Scotland is someplace special for anyone wanting to see wild, remote places. Being ignorant of what the country had to offer before this trip I was blown away at every turn by the stunning alpine peaks and glowing green valleys. The natural beauty of Scotland combined with an incredible amount of trails puts this island on a scale that many places in Europe can't touch. Shhh. Trails here vary so widely that you pick your pleasure and Scotland provides the goods. In the alpine, the rocky terrain is loose, steep and rowdy while the trails below treeline offer a loamy mix with rooted, greasy singletrack that will push anyone's skills. Top those broad descriptions off with the local mist and you have yourself a recipe for an adventurous time.
The seven days we rode in Scotland will forever go down as a trip of a lifetime. We'll never forget the excitement of finishing a new adventure on a bike each day with people we knew loved being on their bikes as much as we did. Joanne, John, Jordan, Nick and our guide Chris took our trip to the next level and we're blessed to have shared this time with such a fantastic group of humans. Thank you all!
We chose this particular trip based on the bike tour company H&I Adventures. They organize (to put it loosely) trips to the coolest places on the planet that a mountain biker could imagine visiting. The whole company is setting the bar of service and professionalism to a standard of bike tours that no one will reach. Heidi and I were amazed at the effort and dedication put forth to making sure everything was going as well as it should. The Bear, our guide, is cut from a rare mold. His skills and knowledge as a guide, mechanic, physicist, and lover of bikes put him in a field of his own. Add the fact that he's genuinely a nice person you quickly realize that the bar he sets is unattainable by many other guides. Besides his daily tasks of guiding a bunch of dirtbags safely through the mud all day, Chris was always going above what I'd expect from a guide. No one in our group was unaffected by one of The Bear's herculean gestures of kindness. "Brain on, shock's open."

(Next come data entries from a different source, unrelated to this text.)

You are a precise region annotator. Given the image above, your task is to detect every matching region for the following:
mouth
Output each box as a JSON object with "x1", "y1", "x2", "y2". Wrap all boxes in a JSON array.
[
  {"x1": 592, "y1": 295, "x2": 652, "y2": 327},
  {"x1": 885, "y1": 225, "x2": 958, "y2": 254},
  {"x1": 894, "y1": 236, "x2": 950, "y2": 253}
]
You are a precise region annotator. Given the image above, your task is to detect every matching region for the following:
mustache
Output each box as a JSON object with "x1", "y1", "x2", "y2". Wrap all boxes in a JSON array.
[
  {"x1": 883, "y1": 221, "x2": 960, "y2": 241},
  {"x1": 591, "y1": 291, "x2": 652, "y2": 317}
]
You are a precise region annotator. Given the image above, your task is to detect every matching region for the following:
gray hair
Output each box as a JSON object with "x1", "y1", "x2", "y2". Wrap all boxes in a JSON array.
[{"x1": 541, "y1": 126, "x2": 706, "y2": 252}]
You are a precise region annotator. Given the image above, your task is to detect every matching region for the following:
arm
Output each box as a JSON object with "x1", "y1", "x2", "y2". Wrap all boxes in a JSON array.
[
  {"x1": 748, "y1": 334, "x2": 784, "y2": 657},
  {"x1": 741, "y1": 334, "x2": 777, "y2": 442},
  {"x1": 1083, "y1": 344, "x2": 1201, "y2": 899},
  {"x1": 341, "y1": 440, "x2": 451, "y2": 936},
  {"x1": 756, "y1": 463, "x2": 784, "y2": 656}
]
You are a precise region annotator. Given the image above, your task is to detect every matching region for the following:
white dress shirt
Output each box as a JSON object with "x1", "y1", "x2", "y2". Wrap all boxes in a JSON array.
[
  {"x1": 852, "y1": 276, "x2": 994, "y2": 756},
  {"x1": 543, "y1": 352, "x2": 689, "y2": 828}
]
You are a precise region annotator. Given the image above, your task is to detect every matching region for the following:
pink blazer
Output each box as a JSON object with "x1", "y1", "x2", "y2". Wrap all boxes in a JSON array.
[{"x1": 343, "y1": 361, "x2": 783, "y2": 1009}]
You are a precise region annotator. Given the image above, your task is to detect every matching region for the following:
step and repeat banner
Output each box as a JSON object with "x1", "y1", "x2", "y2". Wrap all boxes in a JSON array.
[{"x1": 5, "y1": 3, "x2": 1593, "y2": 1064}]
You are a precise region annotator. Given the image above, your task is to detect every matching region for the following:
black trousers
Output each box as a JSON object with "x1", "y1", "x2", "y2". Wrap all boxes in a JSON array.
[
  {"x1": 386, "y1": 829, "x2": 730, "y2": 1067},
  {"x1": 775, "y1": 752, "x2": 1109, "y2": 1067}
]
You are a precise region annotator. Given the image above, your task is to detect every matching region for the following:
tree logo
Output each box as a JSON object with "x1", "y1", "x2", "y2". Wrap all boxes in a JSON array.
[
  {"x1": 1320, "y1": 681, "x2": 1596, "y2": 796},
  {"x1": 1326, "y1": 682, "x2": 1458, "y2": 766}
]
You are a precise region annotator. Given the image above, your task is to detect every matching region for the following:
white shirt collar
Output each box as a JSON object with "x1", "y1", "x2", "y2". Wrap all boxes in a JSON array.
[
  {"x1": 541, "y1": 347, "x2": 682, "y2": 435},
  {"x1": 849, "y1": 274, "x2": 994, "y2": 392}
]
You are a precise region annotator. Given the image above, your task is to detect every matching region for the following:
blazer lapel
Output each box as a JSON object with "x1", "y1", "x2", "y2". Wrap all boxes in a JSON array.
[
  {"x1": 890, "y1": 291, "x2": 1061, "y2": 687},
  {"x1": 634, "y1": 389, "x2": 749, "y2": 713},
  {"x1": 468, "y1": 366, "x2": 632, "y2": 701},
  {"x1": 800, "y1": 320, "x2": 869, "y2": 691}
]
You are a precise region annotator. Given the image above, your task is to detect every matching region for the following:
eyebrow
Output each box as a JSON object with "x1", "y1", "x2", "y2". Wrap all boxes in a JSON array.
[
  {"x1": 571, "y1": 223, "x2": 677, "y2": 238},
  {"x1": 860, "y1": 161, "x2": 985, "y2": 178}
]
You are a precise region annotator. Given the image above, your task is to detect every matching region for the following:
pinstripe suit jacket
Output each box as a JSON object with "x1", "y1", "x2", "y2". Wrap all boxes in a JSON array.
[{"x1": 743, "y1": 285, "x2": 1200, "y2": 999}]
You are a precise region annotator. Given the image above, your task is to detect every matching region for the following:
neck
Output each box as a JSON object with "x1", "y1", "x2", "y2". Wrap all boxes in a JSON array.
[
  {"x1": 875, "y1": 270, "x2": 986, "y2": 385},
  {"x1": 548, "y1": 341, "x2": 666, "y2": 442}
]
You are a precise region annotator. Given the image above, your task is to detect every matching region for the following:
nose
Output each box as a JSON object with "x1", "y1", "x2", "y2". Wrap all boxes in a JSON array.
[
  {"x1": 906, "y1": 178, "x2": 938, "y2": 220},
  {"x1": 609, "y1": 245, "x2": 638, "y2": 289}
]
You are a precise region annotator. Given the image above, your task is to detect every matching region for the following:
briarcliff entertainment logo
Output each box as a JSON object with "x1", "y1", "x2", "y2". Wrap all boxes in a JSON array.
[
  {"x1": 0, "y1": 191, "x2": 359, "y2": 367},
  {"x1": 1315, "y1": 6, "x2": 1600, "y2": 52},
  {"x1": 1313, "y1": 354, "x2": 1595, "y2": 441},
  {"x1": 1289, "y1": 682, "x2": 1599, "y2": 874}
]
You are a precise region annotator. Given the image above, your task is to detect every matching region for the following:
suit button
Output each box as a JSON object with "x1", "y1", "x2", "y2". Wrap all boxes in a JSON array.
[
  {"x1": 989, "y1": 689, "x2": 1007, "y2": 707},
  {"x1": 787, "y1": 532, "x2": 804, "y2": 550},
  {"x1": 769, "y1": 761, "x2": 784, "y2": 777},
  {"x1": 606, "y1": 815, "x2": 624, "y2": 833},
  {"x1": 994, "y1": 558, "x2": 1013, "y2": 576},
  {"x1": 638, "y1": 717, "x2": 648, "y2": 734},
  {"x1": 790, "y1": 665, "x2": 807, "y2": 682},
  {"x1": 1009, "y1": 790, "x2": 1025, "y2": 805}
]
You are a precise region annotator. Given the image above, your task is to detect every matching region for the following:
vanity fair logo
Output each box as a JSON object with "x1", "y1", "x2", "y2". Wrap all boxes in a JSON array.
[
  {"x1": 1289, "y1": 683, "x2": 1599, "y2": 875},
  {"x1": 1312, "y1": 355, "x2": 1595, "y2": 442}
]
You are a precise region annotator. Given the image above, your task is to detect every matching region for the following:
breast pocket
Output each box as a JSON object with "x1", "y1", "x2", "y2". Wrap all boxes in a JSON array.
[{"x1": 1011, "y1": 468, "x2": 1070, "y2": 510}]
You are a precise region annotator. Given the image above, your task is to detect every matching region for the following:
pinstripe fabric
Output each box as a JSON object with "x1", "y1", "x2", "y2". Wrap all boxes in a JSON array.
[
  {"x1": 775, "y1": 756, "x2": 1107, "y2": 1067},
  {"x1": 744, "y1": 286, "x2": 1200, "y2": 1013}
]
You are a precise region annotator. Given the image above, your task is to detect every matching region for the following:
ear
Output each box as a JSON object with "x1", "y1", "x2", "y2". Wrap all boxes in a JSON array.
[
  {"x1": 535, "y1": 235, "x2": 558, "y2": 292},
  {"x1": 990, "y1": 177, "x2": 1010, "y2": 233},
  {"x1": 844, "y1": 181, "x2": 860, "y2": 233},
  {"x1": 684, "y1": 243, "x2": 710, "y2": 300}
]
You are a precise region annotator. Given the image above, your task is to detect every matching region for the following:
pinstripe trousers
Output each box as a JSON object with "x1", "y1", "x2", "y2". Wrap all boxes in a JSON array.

After such an exceptional trip our state of bliss was hard to break out of. Before we knew it we're headed back to the airport with no time to decompress and think about what just happened. It was hard being on cloud 9 and trying to shift gears away from Scotland to think that we're headed to another trip of a lifetime in Iceland. Our blissful state carried us through our flights over the pond but was quickly crushed as we arrived in Reykjavik and our bikes hadn't.